YeoSunday papers can hold many horrors for MPs - but the image that strikes most fear into Parliamentarians is the uniquely grainy, strangely-angled still that screams "undercover footage".

Today, like last week, a Sunday paper publishes claims of an MP allegedly agreeing to break Commons rules by carrying out lobbying activity for money. This time the person who it is claimed chomped on hooked bait was Tim Yeo, and the 'businesspeople' who had the odd habit of leaving their bags on their laps during a meeting were from the Sunday Times.

The allegations are extremely serious - that in return for money he offered access and influence. To sum up the main charge in his own words, "really almost everyone you needed to get hold of in this country, I should be able to help you do that" because "I've got a really very close relationship with really all the key players in the UK in government and the departments".

Those comments raise unpleasant reminders of 1998, the year of New Labour's first lobbying scandal in government, when then-SpAd Derek Draper told an undercover reporter:

"there are 17 people who count in this government...[to] say I am intimate with every one of them is the understatement of the century."

The second charge raised, which is likely to receive a lot of attention as a new development of the sleaze theme, is that Yeo also appears to lay out a way to get round rules on conflicts of interest. Specifically, in the footage he claims that he had coached a witness appearing before the Energy and Climate Change Select Committee, which Yeo chairs, on "what he should say" - even though he had excused himself from the questioning session itself due to a financial interest with the witness' parent company.

That is a truly remarkable claim. It may be a lie, of course, intended to raise his visitors' impression of him - but it would be a shocking thing to make up.

Coaching of witnesses before they appear before select committees is quite common; indeed, I've coached people myself in a previous job. It's perfectly legitimate for a witness to prepare, as often a business is putting a senior figure in front of a pack of inquisitors, most of whom are out for an opportunity to make it onto Today In Parliament through a demonstration of their questioning finesse, sense of humour, repartee and so on.

Such coaching involves many things: researching committee members; studying their past performances to deduce future behaviour; talking to the clerks whose job it is to liaise with and guide witnesses; poring over the details of the issue at hand to identify the worst possible questions your client might be asked; and then, of course, subjecting them to a rehearsal in which you get to ask all of those horrible questions.

What it emphatically does not involve is getting paid members of the committee - still less the chairman - to come in and "tell him in advance what he should say". If you even contemplated doing so in any consultancy or in-house public affairs team that I'm aware of, you'd be marched out the door without even a branded pencil sharpener as a memento. If that has happened - or even if, as is alleged, Yeo suggested he might do it for a client, that is outrageous.

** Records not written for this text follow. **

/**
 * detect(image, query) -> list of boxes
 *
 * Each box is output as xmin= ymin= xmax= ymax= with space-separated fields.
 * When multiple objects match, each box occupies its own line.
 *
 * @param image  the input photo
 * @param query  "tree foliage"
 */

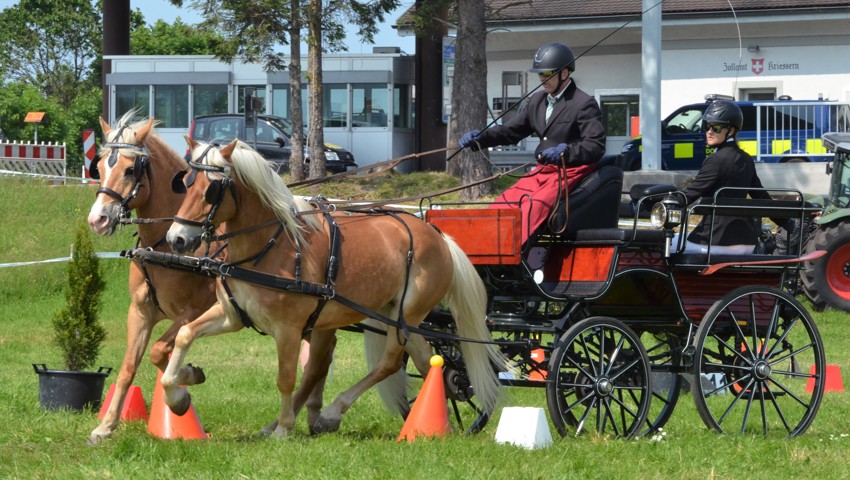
xmin=131 ymin=19 xmax=223 ymax=55
xmin=51 ymin=222 xmax=107 ymax=372
xmin=0 ymin=0 xmax=101 ymax=110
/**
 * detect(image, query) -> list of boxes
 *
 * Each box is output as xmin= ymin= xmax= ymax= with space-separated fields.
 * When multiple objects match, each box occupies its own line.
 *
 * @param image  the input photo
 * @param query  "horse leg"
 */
xmin=258 ymin=327 xmax=303 ymax=438
xmin=88 ymin=303 xmax=155 ymax=445
xmin=301 ymin=332 xmax=336 ymax=433
xmin=149 ymin=318 xmax=206 ymax=387
xmin=313 ymin=334 xmax=407 ymax=434
xmin=160 ymin=303 xmax=242 ymax=416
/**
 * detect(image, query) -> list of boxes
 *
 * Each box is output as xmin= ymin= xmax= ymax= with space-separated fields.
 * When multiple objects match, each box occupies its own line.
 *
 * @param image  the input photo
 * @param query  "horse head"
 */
xmin=86 ymin=113 xmax=156 ymax=235
xmin=167 ymin=138 xmax=240 ymax=253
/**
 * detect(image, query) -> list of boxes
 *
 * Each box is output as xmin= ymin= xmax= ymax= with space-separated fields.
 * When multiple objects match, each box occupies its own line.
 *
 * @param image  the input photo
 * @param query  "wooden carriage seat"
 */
xmin=548 ymin=164 xmax=624 ymax=238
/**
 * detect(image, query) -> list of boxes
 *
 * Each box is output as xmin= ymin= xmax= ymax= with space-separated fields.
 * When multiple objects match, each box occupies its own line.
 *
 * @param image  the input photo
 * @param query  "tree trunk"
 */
xmin=307 ymin=0 xmax=325 ymax=180
xmin=288 ymin=0 xmax=305 ymax=182
xmin=450 ymin=0 xmax=493 ymax=201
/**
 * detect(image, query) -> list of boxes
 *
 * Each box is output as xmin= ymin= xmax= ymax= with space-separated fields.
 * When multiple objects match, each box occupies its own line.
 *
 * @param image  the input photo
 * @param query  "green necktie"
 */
xmin=546 ymin=96 xmax=556 ymax=122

There are a few important differences from the Mercer case which we should note:

  • We still only have an edited 'lowlights' video of the meeting - a fuller account of the conversation may yet be released
  • As far as the reports currently state, Yeo discussed various possble services but did not sign any contract, unlike Patrick Mercer
  • The lack of contract leads to Yeo's defence against the allegations - that when the journalists withdrew their interest in hiring him, the day after the meeting, he wrote back to say he had been planning to tell them anyway that he was uncomfortable about the possibility they might be asking him to lobby for money, and that doing so would be a breach of the rules
  • Whereas Mercer immediately resigned the Conservative whip, pledging to fight the allegations, Yeo is still wearing blue at the time of writing and denies: that he breached the code of conduct; that he offered to carry out any such activity; that he committed to work for the bogus company one day a month; or that he coached the committee witness he named. 

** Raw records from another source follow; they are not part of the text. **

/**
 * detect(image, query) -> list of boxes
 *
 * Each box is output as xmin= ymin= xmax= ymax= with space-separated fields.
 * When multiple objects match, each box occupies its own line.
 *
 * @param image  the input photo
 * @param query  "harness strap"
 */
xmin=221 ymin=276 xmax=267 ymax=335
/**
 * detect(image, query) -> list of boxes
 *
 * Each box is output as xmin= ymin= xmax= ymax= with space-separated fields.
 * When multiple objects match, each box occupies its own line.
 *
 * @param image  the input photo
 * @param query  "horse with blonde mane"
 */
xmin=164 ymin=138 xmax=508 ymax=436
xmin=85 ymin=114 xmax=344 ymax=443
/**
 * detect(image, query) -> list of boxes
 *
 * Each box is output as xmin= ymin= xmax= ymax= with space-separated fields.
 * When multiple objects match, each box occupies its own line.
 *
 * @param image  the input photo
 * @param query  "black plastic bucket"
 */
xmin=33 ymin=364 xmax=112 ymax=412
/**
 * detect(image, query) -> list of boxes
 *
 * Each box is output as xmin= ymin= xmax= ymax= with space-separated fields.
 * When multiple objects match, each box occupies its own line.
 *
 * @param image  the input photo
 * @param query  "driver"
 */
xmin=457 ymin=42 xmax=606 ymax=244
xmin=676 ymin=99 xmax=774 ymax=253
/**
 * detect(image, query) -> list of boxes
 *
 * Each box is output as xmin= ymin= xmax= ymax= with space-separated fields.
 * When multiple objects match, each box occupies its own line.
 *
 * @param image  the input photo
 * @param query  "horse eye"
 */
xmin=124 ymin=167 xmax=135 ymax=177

So it seems he intends to battle the allegations, in which case we can expect more of the video to come to light as he challenges the paper's interpretation of events. 

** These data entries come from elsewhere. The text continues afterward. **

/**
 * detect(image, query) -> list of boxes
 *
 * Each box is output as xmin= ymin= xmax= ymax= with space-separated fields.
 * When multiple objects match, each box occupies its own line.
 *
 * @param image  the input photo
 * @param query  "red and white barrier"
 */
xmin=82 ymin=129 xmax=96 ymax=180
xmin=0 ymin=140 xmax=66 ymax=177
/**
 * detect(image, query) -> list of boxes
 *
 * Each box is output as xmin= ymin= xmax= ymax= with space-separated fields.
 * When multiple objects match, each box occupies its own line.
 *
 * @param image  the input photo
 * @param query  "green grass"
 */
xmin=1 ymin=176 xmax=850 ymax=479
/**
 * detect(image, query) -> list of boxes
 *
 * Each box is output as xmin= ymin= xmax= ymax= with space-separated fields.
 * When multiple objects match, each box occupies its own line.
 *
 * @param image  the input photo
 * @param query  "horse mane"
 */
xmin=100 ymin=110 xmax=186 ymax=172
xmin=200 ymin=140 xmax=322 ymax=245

Yeo's enemies - particularly those who disagree with him about costly green policies - will be cock-a-hoop at the news. Many of them have long suggested that Yeo's financial interests in green industry are not a coincidence with his views, an implication he has always vigorously challenged.

If the allegations are proven, then it is very hard to see how he could continue not only as committee chairman but as an MP. The uncomfortable matter (for David Cameron) of the recall law promised in the Coalition Agreement will be raised again. In the meantime, the reputation of Parliamentarians as a group takes another pummelling - whether Yeo is guilty or not.